What Can We Learn from Amazon’s Acquisition of Whole Foods?
The changes are subtle, but they are there.
Right inside the entrance at the Whole Foods in Dedham, MA, stood a table completely filled with Amazon Echos and Amazon Dots, a sign next to it showing price cuts to both products. Those signs are peppered throughout the store, calling attention to a plethora of sales for various grocery items. Avocados, bananas, apples, salmon, some of these price drops were modest, but some were deep, with up to 43% of the price cut down.
Aside from that, aesthetic changes were minimal. Amazon has made the choice to retain Whole Foods’ branding, and for good reason. People know the Whole Foods brand. They’ve developed personal connections to it. People can buy tomatoes and cheese at any grocery store, but people go to Whole Foods for the experience, for the prestige of shopping at a Whole Foods. They want to go to the store.
The Importance of the In-Store Experience
Brick and mortar retailers should keep the in-store experience front and center when they revolutionize their own store operations and attempt to propel themselves into the era of smartphones and e-commerce. When e-commerce took off, many retailers, while trying to compete with peers that were primarily online, funneled resources to their online platforms, building websites they thought would be able to compete with data-driven goliaths like Amazon. But typical brick and mortar retailers don’t have the data collection and data analysis capabilities of a large online retailer, and they often lose in-store customers while they divert valuable resources away from their physical stores. They also end up struggling when they aren’t able to seamlessly connect their online platforms to their physical stores, effectively running two independent operations.
Does this mean that brick and mortar retailers shouldn’t expand their online platforms?

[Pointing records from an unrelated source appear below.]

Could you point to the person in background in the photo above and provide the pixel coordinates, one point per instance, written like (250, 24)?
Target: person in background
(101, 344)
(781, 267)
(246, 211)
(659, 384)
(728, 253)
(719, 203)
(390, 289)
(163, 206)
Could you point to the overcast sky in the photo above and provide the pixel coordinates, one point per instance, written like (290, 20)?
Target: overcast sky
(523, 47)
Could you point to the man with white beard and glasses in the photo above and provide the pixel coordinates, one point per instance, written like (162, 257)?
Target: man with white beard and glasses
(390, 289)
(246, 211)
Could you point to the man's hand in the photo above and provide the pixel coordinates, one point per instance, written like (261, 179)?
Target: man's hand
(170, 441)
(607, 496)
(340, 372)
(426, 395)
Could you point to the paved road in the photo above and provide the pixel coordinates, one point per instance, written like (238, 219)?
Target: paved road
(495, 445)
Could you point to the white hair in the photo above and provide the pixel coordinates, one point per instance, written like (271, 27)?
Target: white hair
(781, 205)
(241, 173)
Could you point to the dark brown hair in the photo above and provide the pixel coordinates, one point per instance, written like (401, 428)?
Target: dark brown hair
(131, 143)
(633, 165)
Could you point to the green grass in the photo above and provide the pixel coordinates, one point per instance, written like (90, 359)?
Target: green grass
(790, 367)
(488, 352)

Absolutely not. It simply means that, when retailers put forth a plan for expansion, they need to focus on one central question: How do I improve the in-store experience and drive customers to stores?
Physical stores aren’t going anywhere. 77% of Generation Z consumers prefer brick and mortar stores to online channels. Omnichannel shoppers, or people that use multiple channels (online, physical, etc.) while they shop, spend 13% more in the store when they use the retailer’s own site for product research. Competing with Amazon, which now has 460 stores and distribution centers to add to its arsenal, doesn’t mean trying to develop a better online platform. It means smartly integrating online capabilities with the physical store, enabling and simplifying omnichannel shopping, making the customer experience easier.
Retailers need tools to integrate those channels. They need to generate better analytics to help them better anticipate changes in customer volume, and then plan for in-store labor accordingly. They need real-time store operations solutions that they can use to streamline omnichannel processes like BOPIS (buy online, pick up in store) and endless aisles. The goal should be to give customers the ability to seamlessly move between online and physical platforms, and to revolutionize store operations so that both platforms are flawlessly integrated.
If Amazon’s acquisition of Whole Foods can teach us anything, it’s that neither online nor physical retailers can survive on their own. Omnichannel is the future of retail, and it is essential to find the right tools to make omnichannel retail work.